Theresa et Jackie se rencontrent de manière fortuite à la maternité. Toutes deux viennent d’accoucher, mais c’est Jackie qui, la première, voit en Theresa la possibilité d’une amitié : calme, posée, tout semble irradier de simplicité autour d’elle, alors que Jackie a conscience que sa vie à elle est bien terne.
Les deux accouchées deviennent voisines à Hot Springs Drive, et les liens se resserrent : si Cece est la fille unique de Theresa et d’Adam, Jackie offre à son mari Nick une quasi équipe de foot avec quatre garçons. Si le chaos règne au sein du foyer de Jackie, les Linden cultivent à l’inverse les valeurs d’ordre et de propreté.
« Et là, le jour où Theresa rencontre Jackie Stinson, c’est là que l’histoire – celle que les voisins, les connaissances, les journalistes et les fondus de faits-divers aiment tant répéter -, c’est là que cette histoire commence. » (p.20)
Alors, Jackie s’enfonce dans la gloutonnerie : son corps, meurtri par de nombreuses grossesses, s’empâte, jusqu’à devenir énorme. Refuge pour compenser un manque ? Cette mère courage, aux rondeurs rassurantes, s’étiole progressivement, jusqu’à ce que Theresa lui propose de prendre le problème en mains, et à deux. C’est le déclic pour Jackie : elle renaît femme avec un corps sculptural, dont elle devine les attraits et les appâts. Elle qui ne rêvait que nourriture en vient à l’extrême inverse : suçoter des glaçons et carburer au café noir doit pouvoir lui suffire. Mais s’il est un mets dont elle sait qu’elle peut abuser sans se priver et se goinfrer jusqu’à l’envi, c’est le désir. Sauf que ce n’est pas son mari qui devient la victime du nouvel appétit de Jackie, mais Adam, le mari de sa meilleure amie.
« Au lieu de faim, j’allais appeler ça désir. C’était ça, mon point de départ. » (p.62) « Il me le fallait tous les jours. Tous les jours, sans exception. Ancien gros tas, esclave de mon appétit, je n’étais plus qu’un vide sidéral. » (p.119)
On aurait là un adultère des plus classique si derrière Jackie il n’y avait pas l’ombre de son fils aîné, l’étrange Douglas, qui voue un culte à sa mère depuis sa tendre enfance ; si entre Cece et Jayson, le deuxième de la fratrie, il n’y avait pas une tendre inclination que personne ne pourrait blâmer.

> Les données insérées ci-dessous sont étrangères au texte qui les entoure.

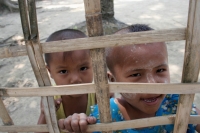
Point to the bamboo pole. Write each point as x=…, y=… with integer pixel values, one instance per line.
x=48, y=102
x=6, y=119
x=191, y=65
x=94, y=28
x=100, y=42
x=177, y=88
x=138, y=123
x=31, y=36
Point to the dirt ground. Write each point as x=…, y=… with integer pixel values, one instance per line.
x=55, y=15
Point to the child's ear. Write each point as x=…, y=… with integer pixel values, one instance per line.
x=110, y=77
x=47, y=67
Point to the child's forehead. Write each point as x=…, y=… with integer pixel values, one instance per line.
x=141, y=52
x=72, y=55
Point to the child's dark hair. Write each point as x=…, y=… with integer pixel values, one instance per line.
x=64, y=34
x=111, y=59
x=134, y=28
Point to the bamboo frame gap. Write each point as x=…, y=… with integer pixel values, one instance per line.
x=91, y=43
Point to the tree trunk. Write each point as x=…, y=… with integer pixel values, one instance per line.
x=9, y=4
x=107, y=9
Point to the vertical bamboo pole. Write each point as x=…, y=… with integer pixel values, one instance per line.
x=41, y=63
x=7, y=121
x=191, y=66
x=94, y=27
x=30, y=30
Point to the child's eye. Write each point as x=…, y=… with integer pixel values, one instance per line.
x=63, y=71
x=160, y=70
x=83, y=68
x=135, y=75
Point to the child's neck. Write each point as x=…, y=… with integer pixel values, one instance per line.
x=130, y=113
x=73, y=105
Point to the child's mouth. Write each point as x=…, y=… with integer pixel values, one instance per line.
x=151, y=101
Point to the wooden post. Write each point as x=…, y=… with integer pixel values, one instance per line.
x=7, y=121
x=30, y=29
x=107, y=9
x=191, y=66
x=94, y=27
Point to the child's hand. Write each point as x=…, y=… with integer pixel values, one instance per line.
x=57, y=104
x=76, y=122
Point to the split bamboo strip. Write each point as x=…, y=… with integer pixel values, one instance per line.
x=115, y=40
x=191, y=66
x=95, y=28
x=146, y=122
x=41, y=63
x=177, y=88
x=23, y=6
x=12, y=51
x=100, y=42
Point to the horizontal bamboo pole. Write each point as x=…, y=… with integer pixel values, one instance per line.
x=146, y=122
x=100, y=42
x=176, y=88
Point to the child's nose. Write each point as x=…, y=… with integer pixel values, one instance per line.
x=150, y=78
x=75, y=79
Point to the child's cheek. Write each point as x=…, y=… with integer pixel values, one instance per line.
x=129, y=95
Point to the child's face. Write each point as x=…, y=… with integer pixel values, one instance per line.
x=143, y=63
x=71, y=67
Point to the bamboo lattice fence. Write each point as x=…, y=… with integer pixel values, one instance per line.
x=35, y=50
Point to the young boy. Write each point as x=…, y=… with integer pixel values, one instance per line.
x=141, y=63
x=74, y=67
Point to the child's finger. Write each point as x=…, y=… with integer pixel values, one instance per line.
x=67, y=123
x=61, y=123
x=91, y=120
x=83, y=122
x=75, y=123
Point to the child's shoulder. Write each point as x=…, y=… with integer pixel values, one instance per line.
x=169, y=106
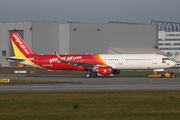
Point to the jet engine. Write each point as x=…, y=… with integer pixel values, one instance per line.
x=104, y=70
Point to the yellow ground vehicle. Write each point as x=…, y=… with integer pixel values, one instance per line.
x=161, y=75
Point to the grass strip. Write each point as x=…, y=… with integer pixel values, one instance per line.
x=85, y=106
x=39, y=82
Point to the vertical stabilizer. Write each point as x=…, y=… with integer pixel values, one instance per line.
x=20, y=47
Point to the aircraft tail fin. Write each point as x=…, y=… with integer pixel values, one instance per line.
x=21, y=49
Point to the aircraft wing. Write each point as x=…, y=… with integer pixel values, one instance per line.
x=85, y=65
x=14, y=59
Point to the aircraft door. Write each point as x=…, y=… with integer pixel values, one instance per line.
x=154, y=59
x=121, y=61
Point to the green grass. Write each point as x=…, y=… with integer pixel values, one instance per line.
x=86, y=106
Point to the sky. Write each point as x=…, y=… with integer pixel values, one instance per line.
x=90, y=11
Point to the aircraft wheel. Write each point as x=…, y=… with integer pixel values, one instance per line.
x=88, y=75
x=163, y=76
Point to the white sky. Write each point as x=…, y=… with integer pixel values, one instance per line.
x=91, y=11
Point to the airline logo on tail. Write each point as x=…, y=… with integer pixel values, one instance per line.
x=20, y=48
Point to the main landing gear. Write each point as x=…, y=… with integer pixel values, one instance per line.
x=91, y=74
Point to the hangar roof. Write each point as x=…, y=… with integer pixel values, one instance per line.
x=136, y=50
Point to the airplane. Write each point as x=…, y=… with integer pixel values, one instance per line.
x=94, y=64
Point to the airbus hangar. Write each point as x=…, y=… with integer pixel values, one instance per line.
x=73, y=37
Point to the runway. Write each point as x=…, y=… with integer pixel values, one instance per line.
x=82, y=84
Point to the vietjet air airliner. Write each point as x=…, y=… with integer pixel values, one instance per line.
x=94, y=64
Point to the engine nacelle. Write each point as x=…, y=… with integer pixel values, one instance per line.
x=104, y=70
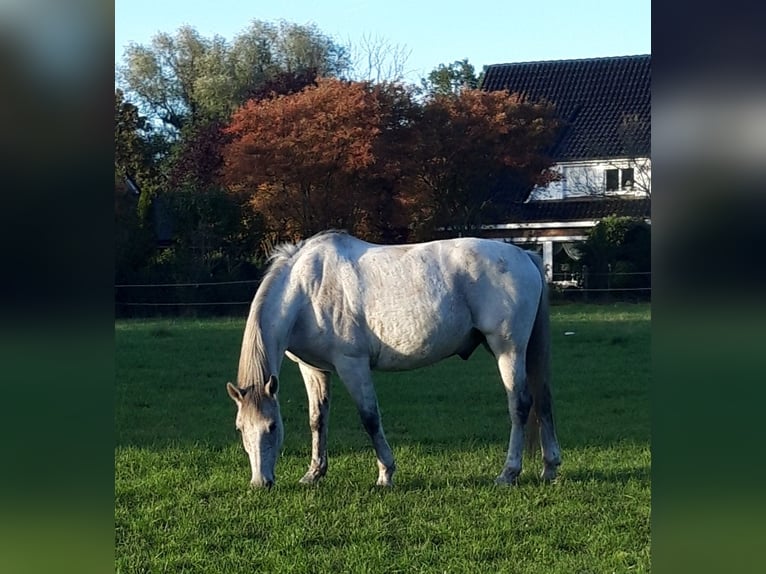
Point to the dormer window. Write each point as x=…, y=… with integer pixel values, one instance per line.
x=619, y=179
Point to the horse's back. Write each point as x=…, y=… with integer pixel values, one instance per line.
x=408, y=306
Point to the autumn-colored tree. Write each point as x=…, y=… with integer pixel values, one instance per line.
x=307, y=158
x=478, y=151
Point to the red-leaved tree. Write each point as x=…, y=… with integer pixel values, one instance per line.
x=306, y=159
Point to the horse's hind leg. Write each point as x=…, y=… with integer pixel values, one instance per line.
x=356, y=376
x=318, y=391
x=513, y=372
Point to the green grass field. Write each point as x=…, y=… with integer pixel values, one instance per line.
x=182, y=496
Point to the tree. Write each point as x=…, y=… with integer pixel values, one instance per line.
x=312, y=160
x=617, y=253
x=134, y=164
x=451, y=79
x=375, y=59
x=478, y=148
x=188, y=78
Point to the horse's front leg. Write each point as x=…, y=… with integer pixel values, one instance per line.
x=318, y=390
x=356, y=376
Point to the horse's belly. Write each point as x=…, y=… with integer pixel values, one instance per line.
x=413, y=338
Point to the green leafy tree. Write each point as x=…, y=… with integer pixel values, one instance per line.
x=133, y=166
x=617, y=253
x=451, y=79
x=188, y=78
x=476, y=150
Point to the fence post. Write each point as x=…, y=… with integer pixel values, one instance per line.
x=585, y=274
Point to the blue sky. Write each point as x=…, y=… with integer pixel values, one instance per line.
x=484, y=31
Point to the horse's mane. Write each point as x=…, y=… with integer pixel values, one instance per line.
x=253, y=368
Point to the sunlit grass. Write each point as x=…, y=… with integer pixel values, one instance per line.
x=183, y=501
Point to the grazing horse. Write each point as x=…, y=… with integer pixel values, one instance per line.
x=334, y=303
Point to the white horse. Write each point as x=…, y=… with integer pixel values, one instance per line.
x=334, y=303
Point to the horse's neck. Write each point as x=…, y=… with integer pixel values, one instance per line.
x=269, y=326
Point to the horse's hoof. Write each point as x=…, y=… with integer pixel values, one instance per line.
x=549, y=474
x=507, y=478
x=309, y=478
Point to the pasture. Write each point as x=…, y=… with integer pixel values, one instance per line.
x=183, y=502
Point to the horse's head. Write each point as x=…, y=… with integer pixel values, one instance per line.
x=260, y=424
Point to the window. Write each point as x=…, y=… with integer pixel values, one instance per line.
x=612, y=179
x=619, y=179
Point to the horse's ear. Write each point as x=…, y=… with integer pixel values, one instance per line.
x=235, y=394
x=272, y=386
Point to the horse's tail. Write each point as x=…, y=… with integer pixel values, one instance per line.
x=538, y=361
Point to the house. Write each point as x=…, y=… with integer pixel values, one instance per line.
x=602, y=154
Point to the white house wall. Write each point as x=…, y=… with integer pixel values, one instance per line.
x=583, y=179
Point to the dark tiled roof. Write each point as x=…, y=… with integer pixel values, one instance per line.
x=605, y=103
x=577, y=209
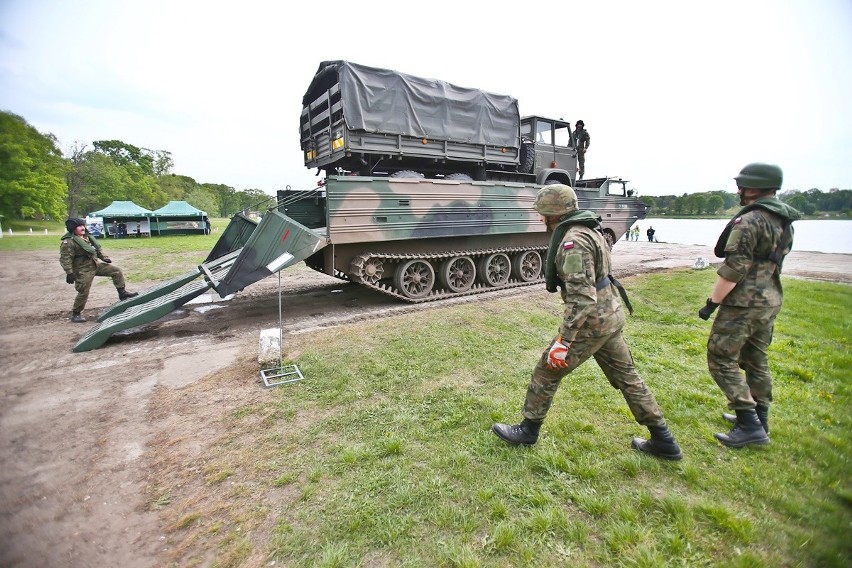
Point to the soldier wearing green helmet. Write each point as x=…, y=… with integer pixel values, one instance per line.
x=749, y=296
x=579, y=263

Seulement, Theresa découvre les deux amants en pleine action et le lendemain, on retrouve son cadavre dans le garage, le crâne sauvagement défoncé. Qui l’a tuée avec une telle violence et pourquoi ?
Au-delà de l’énième récit sur un couple adultère, Lindsay Hunter livre un roman polyphonique intelligent qui entend démontrer les rouages de l’emprise (émotionnelle – affective – sexuelle…). On pourrait penser que Jackie est la première coupable, mais le propos se fait plus incisif quand il s’agit de démontrer le poids qui pèse sur les femmes dans une société qui exige d’elles tellement.

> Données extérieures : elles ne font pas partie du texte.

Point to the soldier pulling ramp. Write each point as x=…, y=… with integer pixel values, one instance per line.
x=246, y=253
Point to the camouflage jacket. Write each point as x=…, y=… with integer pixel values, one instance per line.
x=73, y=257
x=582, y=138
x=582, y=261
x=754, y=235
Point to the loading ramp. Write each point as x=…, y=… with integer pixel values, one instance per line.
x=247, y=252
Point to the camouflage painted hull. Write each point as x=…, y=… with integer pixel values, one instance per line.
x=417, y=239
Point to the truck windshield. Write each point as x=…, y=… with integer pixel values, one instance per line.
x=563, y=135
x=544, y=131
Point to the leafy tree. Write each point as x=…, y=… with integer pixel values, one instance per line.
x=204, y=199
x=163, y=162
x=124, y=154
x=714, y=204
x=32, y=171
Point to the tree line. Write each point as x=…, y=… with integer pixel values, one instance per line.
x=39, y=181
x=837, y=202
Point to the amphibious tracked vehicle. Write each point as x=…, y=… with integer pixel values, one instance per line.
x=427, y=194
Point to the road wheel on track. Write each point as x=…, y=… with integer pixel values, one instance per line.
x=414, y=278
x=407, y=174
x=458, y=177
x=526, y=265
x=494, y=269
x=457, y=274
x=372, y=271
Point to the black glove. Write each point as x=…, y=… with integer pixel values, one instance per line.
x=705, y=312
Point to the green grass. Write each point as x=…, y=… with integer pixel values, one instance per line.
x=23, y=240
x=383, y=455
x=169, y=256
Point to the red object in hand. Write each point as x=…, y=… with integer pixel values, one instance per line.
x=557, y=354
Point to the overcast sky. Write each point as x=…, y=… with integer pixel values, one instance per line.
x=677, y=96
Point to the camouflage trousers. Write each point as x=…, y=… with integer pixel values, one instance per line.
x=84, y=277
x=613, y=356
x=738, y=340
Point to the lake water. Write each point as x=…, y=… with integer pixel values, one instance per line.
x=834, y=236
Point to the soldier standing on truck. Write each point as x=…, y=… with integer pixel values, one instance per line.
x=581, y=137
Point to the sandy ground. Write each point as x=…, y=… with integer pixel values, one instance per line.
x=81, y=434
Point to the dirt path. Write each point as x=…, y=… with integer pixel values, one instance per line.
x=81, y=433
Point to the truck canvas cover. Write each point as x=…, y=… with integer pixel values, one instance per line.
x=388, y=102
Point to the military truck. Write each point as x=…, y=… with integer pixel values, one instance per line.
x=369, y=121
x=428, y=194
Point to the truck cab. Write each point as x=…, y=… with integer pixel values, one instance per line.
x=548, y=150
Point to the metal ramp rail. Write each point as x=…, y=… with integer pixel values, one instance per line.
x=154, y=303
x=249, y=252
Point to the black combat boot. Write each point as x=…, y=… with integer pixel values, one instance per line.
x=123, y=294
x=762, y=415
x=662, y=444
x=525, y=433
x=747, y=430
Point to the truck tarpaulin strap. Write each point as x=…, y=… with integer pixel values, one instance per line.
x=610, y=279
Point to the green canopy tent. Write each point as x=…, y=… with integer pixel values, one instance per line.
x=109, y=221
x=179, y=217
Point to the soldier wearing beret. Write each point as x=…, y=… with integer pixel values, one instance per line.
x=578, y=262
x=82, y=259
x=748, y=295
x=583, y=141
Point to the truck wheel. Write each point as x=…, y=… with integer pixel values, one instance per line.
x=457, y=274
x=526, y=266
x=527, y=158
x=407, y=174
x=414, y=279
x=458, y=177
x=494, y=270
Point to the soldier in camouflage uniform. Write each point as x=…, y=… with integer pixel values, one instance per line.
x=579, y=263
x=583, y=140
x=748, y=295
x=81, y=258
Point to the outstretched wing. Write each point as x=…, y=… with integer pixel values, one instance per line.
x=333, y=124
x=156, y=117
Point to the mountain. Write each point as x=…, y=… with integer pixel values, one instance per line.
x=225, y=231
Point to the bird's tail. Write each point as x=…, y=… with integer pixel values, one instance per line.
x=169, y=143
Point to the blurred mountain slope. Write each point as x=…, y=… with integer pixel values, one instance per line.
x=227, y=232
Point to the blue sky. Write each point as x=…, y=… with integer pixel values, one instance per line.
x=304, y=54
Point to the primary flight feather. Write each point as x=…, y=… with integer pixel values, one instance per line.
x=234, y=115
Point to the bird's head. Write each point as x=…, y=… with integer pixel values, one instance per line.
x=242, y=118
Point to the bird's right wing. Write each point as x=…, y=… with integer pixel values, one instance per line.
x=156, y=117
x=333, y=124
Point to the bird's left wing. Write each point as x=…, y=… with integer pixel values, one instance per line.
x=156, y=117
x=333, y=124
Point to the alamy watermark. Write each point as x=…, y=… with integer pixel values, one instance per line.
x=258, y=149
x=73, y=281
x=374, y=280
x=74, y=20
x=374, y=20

« A propos de nous. Etions-nous amies, ou étions-nous juste deux spécimens de la même espèce, empêtrées dans les attentes des autres ? » (p.299)

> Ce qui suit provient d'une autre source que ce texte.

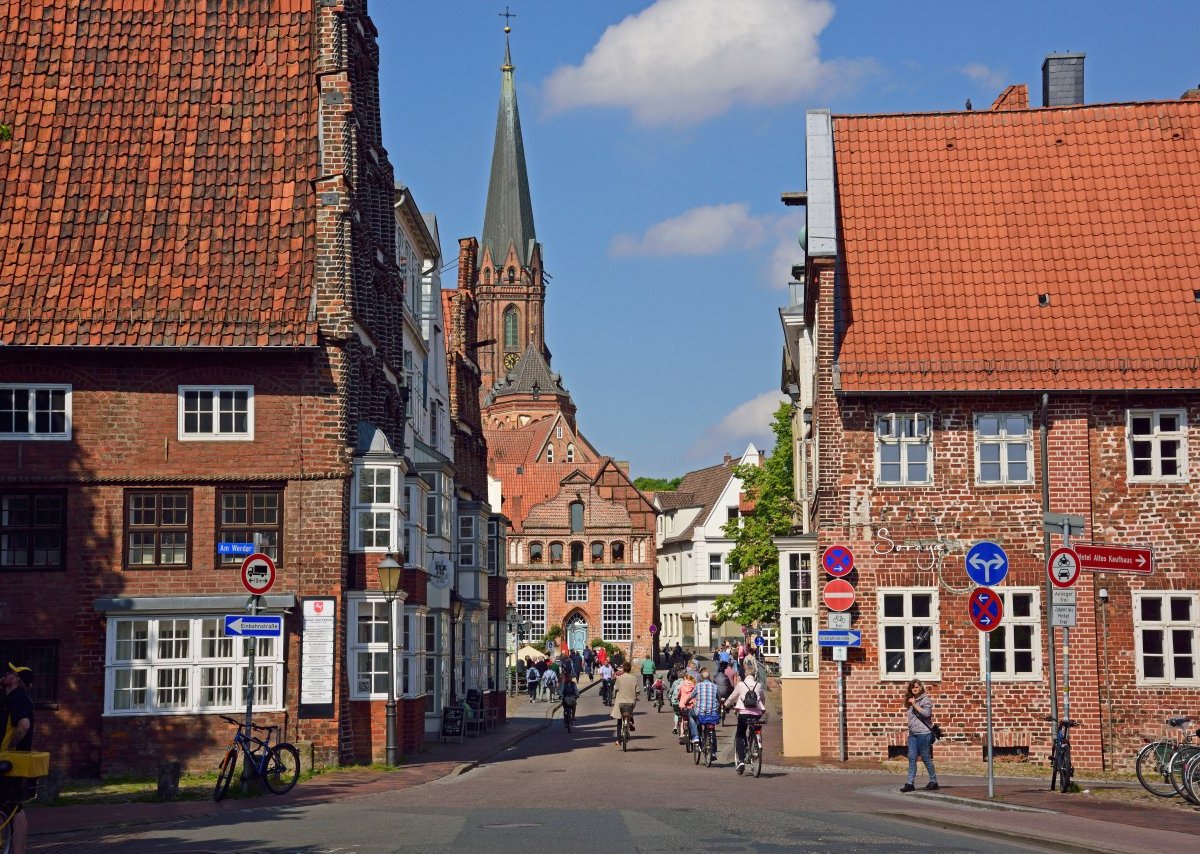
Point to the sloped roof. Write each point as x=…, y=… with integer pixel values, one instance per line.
x=156, y=190
x=957, y=227
x=703, y=488
x=508, y=217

Si Theresa est la première victime physique du roman (en cela, le narrateur nous le révèle dès les premières pages), on comprend que le cercle des victimes est bien plus large et que les conséquences post-adultères sont bien plus terribles peut-être que le drame en lui-même.
« il ne lui restait que le profond regret de ne pouvoir revenir en arrière, prendre une autre direction, et effacer tout ce qui s’était produit en eux. » (p.221)
Tout le texte respire et écrit un désir polymorphe dont la complexité est remarquablement bien contée. Il s’agit clairement de considérer le roman non pas comme une énième romance mâtinée de thriller domestique mais plutôt comme une fine réflexion sur ce que des archétypes littéraires peuvent cacher et révéler.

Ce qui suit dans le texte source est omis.